Tobacco control is working—slowly. The number of people smoking worldwide has declined and tobacco-attributable deaths are falling. This progress is evident in WHO’s fourth report on international tobacco trends, released on Nov 16, which estimates 1·30 billion tobacco users globally in 2020, compared with 1·32 billion in 2015. 60 countries are now on track—versus 32 countries 2 years ago—to achieve the voluntary global target of a 30% reduction in tobacco use between 2010 and 2025. Such progress is welcome. But as tobacco elimination nears, progress will become more difficult and incremental gains will be harder won. Accelerated advocacy and action are required.
Only a fraction of countries has adopted the comprehensive package of policies under the WHO Framework Convention on Tobacco Control (FCTC) and the MPOWER measures, which include taxation, smoke-free laws, advertising and sponsorship bans, and tobacco dependence treatment. Implementing these policies should remain the priority, especially in WHO’s South-East Asia region, where 29% of the population use tobacco. In China, India, and Indonesia—home to nearly half of all global tobacco users—there must be markedly increased investment and strengthened policy to end smoking and its health impacts.
In their pursuit of tobacco control, governments and practitioners worldwide can draw lessons from the UK example. This month Action on Smoking and Health (ASH), the prominent UK anti-smoking organisation, marks its 50th anniversary.

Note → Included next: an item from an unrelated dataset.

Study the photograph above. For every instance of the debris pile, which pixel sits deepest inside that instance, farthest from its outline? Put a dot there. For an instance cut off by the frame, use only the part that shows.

When the charity was established by the Royal College of Physicians in 1971, two-thirds of men and four in ten women in the UK smoked. In 2021, just one in six people were cigarette smokers. The UK has achieved this reduction by introducing tobacco taxation above inflation every year, implementing comprehensive smoke-free laws, requiring tobacco products to be out of sight in shops, mandating large health warnings and plain standardised packaging, and implementing an anti-smuggling scheme that tracks all cigarette products. Smoking prevalence in the UK has declined faster than other global leaders in tobacco control, such as Australia, and far faster than the average for Europe.
None of these achievements would have been possible without advocacy by organisations such as ASH, whose approach provides a playbook for others. First, communicate the evidence. ASH was successful in building on epidemiological studies in the early 1960s linking smoking and lung cancer, constantly engaging the media to help report evidence of the harms of smoking. This tactic remains vital for all advocates in 2021, as the rise of social media and rapid circulation of misinformation threaten trust in public health advice.
Second, build alliances. Since the beginning of its work lobbying government in the 1970s and 1980s, ASH used its partnership with the Royal College of Physicians to forge broader alliances with health professionals and associations. The support and credibility provided by these partnerships have helped spur action over decades and were in clear evidence again last week when 600 health leaders joined forces to pressure the UK Government to produce its overdue tobacco control plan and introduce important changes to a health bill being debated in parliament.
Third, actively oppose industry. The tobacco industry has always exploited any opportunity to evade regulation. Evidence shows, for example, that the tobacco industry used the COVID-19 pandemic to build influence with governments in 80 countries. ASH continually works against the influence and viability of industry, including its current advocacy for levies on tobacco manufacturers. Its so-called polluter pays levy proposal penalises companies rather than the consumer, generating revenues to fund needed public health action.
Tobacco control is far from over. In the UK, there are still 7 million smokers. With current declines of 0·5 percentage points per year, the government’s ambition for England to be smoke-free and for smoking to be obsolete by 2030 is nowhere near on track, says ASH. Worse, smoking rates among young adults between 18 and 34 years have increased by 25% during the pandemic.
Globally, over 20% of people still smoke tobacco. In no country in the world is tobacco yet obsolete. Tobacco remains a leading cause of premature death and kills 8 million people a year. Although overall trends provide reassuring incremental progress, regional gains are uneven and worrying. Countries behind in their compliance with FCTC agreements must push for implementation of proven anti-smoking policies. Health professionals worldwide must continue to participate in advocacy, driving tobacco control to the finish line.